The loss function is:
\[
J = \lim_{T\to \infty}\frac{1}{T}E[\int_0^T(x(t)^TQx(t) + u(t)^TRu(t)dt)]
\]
In the long run, if the system is A.S., the loss function becomes:
\[
J = E[(x_\infty(t)^TQx_\infty(t) + u_\infty(t)^TRu_\infty(t)dt)]
\]
The solution is:
if \((A,B)\) is reachable, and \((A,C_q)\) is observable (\((A,C)\) is observable, and \((A,B_q)\) is reachable)
- \(R \succ 0\), \(\tilde R \succ 0\)
- \(u(t) = -\bar K \hat x(t)\)
- \(\dot{\hat x}(t) = A\hat x(t) + Bu(t) + \bar L(y(t)-C\hat x(t))\)

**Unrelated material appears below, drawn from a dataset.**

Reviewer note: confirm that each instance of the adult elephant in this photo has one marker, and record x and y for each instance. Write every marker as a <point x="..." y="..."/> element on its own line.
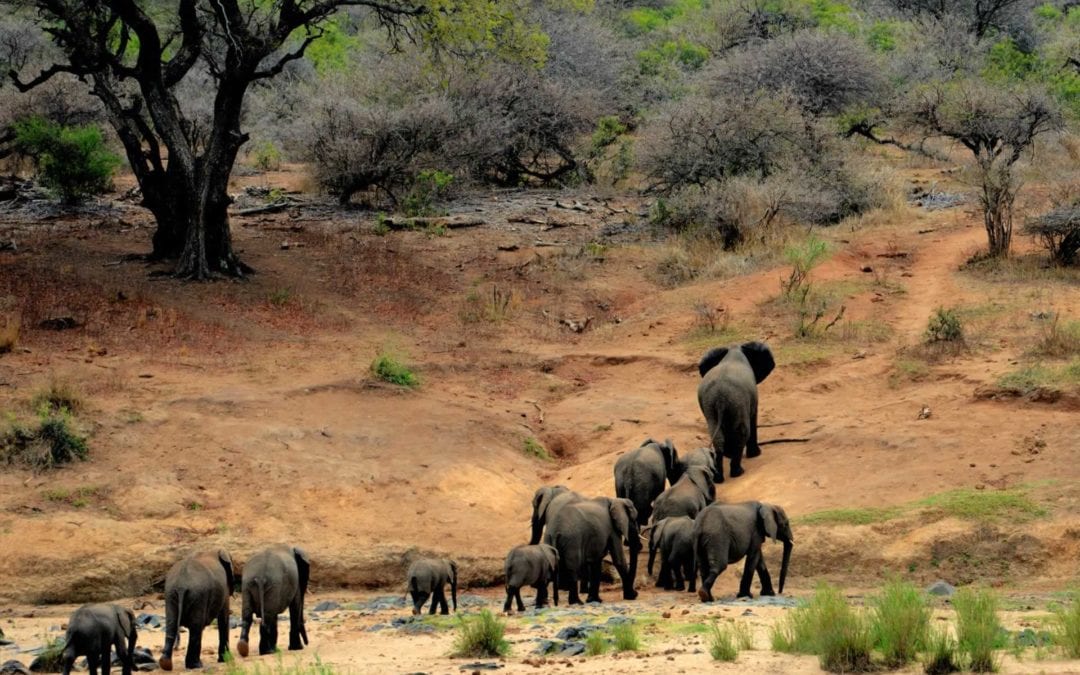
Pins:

It combined LQ controller and Kalman filter together, we can find the transfer function of \(y \to u\).
\[
\begin{aligned}
\dot{\hat x}(t) &= \underbrace{(A-B\bar K - \bar LC)}_{\tilde A} \hat x + \underbrace{\bar L}_{\tilde B} y(t) \\
u(t) &= \underbrace{-K}_{\tilde C}\hat x(t) \\
R(s) &= \bar K(sI - (A-B\bar K - \bar LC))^{-1}\bar L
\end{aligned}
\]